Bonitos, fofinhos e muitos outros adjetivos positivos são atribuídos ao saguis, mais conhecidos simplesmente como micos. Os animais, de porte pequeno, são vistos constantemente pelas árvores em vários bairros do Rio, principalmente próximo a áreas de Mata Atlântica, como Urca, Cosme Velho, Tijuca, Grajaú e Ilha do Governador. Porém, ao contrário do que muita gente pode imaginar, por trás de toda a fofura, os micos escondem doenças e são considerados uma praga para a preservação do mico-leão dourado e de toda a biodiversidade local.
Segundo estudo do Laboratório de Ciências Ambientais da Universidade Estadual do Norte Fluminense (UENF), a presença abundante da espécie em ambientes que não são nativos é um problema nacional, resultado do tráfico ilegal de animais selvagens no Brasil. Vivendo em habitat que não é o deles — os animais são oriundos do Nordeste —os saguis acabam competindo com outras espécies.

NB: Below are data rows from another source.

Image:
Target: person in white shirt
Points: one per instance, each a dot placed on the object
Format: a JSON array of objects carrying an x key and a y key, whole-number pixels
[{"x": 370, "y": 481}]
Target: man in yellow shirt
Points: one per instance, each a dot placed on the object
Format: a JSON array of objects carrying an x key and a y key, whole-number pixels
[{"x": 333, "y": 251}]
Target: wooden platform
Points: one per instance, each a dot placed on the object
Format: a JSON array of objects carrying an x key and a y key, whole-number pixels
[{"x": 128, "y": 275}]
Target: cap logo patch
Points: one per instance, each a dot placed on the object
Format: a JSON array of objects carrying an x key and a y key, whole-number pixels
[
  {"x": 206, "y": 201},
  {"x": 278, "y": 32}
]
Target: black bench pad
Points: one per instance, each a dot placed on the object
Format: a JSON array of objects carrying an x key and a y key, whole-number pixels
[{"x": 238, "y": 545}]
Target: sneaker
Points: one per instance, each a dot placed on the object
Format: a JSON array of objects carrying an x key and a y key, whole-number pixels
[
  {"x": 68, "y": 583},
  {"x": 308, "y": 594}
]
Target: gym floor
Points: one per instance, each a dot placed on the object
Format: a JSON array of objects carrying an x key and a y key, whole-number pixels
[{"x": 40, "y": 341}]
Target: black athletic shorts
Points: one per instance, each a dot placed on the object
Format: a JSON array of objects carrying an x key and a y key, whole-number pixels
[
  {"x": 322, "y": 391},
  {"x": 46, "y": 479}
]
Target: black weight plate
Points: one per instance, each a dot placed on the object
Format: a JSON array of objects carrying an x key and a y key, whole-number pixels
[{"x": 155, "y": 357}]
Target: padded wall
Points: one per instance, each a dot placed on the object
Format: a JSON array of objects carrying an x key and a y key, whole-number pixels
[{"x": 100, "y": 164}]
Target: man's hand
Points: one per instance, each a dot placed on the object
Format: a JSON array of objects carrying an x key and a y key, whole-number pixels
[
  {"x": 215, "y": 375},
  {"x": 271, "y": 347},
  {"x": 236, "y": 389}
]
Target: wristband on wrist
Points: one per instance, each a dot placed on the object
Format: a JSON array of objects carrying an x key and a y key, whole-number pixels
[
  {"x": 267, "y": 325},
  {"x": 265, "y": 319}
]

“Toda espécie que não está em seu habitat natural pode causar distúrbio ambiental. Aqui na capital não temos mico-leão, mas em outras regiões do estado, como o Norte Fluminense, onde as duas espécies convivem, há registros de que os saguis afugentam grupos de mico-leão. O sagui não é local e se caracteriza como espécie invasora. Além de competir com outras espécies locais, chega a ser predadora”, explica Carlos Eduardo Verona, pesquisador do Instituto Brasileiro para Medicina da Conservação (Tríade).
Estudos comprovam que as espécies exóticas invasoras, incluindo o sagui, chegam a ser a segunda pior causa de perda de diversidade no mundo.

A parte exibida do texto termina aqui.